Isso na macropolítica de segurança. Mas, mesmo na área estritamente policial, a análise perdeu terreno. Trazendo essa digressão para o presente, pensemos um pouco o crime mais comum do centro paulista. O furto e roubo de celular. O problema já começa aí, nessa colocação inicial. Furto ou roubo? Estudando os casos detalhadamente, um analista dedicado percebe que o mesmo crime às vezes é chamado de furto e outras de roubo. Um exemplo é o famoso crime do “tapinha”. Ele ocorre quando o ladrão tenta pegar o celular da mão de uma vítima, mas esta segura com força. Então o infrator dá um tapa na mão e quase sempre o indivíduo solta o aparelho. É claro que isso pode ser considerado roubo por envolver uso de violência, mas é muito diferente dos casos em que três ou quatro ladrões cercam uma pessoa na rua e subtraem o aparelho na “forçada”, ou em casos que raramente ocorrem nas áreas centrais, nos quais uma arma é utilizada para ameaçar o dono do objeto.

Qualquer um que já tenha trabalhado em investigação sabe que lidar com esses dois tipos de criminosos é diferente. A identificação dos autores, por exemplo, varia muito quando ele pega e corre ou quando ameaça e encara a vítima. Além disso, um caso às vezes implica formação de quadrilha, de forma que, ao identificar um autor é aberto o caminho para se chegar aos comparsas, enquanto no outro caso a única pessoa com quem o ladrão solitário tem relação é o receptador. Muitas vezes até conhecem vários colegas, gente que atua como ele. Aliás, a pesquisa que estou levando a cabo nos últimos meses confirma, mostrando que muitos deles moram juntos, nas mesmas pensões ou cortiços. Apesar disso, não “correm juntos”; é cada um por si. No máximo usam o mesmo receptador, que encontram em determinados locais em horas específicas. Em outras palavras, investigar quadrilhas tem um procedimento; crimes dispersos, outro.
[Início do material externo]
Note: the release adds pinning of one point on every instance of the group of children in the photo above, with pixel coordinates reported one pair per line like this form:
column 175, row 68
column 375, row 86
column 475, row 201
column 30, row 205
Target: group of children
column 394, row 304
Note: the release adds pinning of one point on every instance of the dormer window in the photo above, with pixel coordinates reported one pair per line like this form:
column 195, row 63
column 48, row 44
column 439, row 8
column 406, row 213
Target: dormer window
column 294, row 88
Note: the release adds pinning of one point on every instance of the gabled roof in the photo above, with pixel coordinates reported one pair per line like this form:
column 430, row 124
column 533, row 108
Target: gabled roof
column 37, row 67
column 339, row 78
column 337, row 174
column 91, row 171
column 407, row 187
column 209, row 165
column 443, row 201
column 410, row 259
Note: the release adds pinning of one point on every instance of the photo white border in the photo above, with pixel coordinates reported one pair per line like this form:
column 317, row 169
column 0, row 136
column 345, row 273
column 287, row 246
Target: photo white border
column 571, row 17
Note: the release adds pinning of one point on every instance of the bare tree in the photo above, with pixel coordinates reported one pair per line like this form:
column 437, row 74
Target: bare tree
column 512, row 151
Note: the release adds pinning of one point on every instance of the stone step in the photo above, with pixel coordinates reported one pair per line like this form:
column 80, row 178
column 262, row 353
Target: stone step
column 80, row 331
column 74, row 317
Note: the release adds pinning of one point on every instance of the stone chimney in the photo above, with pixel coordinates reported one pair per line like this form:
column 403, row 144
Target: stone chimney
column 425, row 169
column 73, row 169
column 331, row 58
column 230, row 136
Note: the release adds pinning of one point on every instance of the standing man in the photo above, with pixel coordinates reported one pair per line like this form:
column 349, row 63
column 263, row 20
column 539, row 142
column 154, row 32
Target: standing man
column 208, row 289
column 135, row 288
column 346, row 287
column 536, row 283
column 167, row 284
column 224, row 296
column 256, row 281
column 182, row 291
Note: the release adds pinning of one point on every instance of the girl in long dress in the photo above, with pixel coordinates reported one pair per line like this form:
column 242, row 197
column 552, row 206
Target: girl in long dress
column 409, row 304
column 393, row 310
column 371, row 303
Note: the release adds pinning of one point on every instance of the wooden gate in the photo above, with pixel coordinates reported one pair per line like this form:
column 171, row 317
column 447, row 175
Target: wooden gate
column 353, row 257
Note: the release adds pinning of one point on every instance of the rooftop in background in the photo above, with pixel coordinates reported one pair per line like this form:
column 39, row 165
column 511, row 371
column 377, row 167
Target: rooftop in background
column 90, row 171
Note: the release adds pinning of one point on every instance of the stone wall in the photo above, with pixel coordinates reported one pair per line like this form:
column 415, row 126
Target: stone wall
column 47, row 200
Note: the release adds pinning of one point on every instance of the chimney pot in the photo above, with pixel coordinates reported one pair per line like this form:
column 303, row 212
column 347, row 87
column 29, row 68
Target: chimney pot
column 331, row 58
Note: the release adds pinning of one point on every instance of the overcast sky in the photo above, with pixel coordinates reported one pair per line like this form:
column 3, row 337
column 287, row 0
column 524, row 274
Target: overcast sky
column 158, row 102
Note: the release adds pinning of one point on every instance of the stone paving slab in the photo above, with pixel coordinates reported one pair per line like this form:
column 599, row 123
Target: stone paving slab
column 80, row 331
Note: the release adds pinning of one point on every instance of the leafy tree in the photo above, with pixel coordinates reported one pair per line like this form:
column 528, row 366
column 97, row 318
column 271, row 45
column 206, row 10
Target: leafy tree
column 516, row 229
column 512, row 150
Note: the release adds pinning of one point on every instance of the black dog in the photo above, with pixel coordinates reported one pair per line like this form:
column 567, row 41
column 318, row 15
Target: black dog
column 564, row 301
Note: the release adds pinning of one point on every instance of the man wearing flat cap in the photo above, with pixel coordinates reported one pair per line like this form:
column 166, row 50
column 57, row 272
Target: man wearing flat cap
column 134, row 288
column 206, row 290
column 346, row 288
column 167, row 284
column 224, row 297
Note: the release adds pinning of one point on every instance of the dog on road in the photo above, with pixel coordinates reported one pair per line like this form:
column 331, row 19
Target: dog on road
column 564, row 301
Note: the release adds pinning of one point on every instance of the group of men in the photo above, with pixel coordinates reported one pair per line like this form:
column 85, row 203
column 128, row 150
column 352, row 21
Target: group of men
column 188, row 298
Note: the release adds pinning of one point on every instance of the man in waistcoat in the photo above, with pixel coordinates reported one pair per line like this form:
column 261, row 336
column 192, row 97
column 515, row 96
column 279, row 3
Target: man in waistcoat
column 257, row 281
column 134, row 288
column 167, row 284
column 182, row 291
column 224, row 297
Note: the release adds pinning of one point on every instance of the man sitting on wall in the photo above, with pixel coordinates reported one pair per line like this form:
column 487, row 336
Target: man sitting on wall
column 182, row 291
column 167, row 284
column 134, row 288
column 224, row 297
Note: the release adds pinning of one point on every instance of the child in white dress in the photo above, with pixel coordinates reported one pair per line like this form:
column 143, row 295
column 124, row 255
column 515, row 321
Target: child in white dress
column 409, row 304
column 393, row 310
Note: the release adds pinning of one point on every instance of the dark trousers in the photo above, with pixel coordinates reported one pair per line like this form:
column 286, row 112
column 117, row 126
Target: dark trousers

Voltando ao nosso tópico inicial, mais do que investigar caso a caso para encontrar uma solução individual, é importante analisar as informações existentes para chegar aos criminosos. Em vez de apenas parar os “suspeitos” na rua, revistá-los e ver se são procurados, como a PM normalmente faz, para ter resultados concretos é necessário analisar o problema. Começando pela leitura de todos os Boletins de Ocorrência. E depois seguir, no mínimo, os seguintes passos:

  • Separar roubos e furtos.
  • Identificar indivíduos através de suas características físicas, existentes nos BOs.
  • Identificar quadrilhas agindo coordenadamente.
  • Verificar microrregiões onde cada indivíduo ou grupo atua.
  • Verificar as câmeras próximas aos locais das ocorrências e ver se circula alguém parecido com a descrição do BO.
  • Mostrar as fotos dos suspeitos, flagrados pelas câmeras, para as vítimas.
  • Por último, mas não menos importante, catalogar todos os possíveis receptadores mencionados em algum inquérito ou BO. Afinal, sem eles ninguém iria furtar ou menos ainda roubar um celular.

Ou seja, usar os instrumentos da análise criminal: coleta, análise e síntese e disseminação. Como cada policial que fez um curso de análise, ou mesmo de inteligência, aprendeu um dia na academia. Mas isso, apesar de melhorar as coisas no médio prazo, não dá resultados midiáticos rapidamente e, portanto, fica relegado ao dia de São Nunca, enquanto os placebos como abordagem indiscriminada e “operações” dão imprensa. Sendo assim, a situação persiste e as pessoas vão aprendendo que não devem usar o celular na rua, como indicam as placas em alguns locais públicos.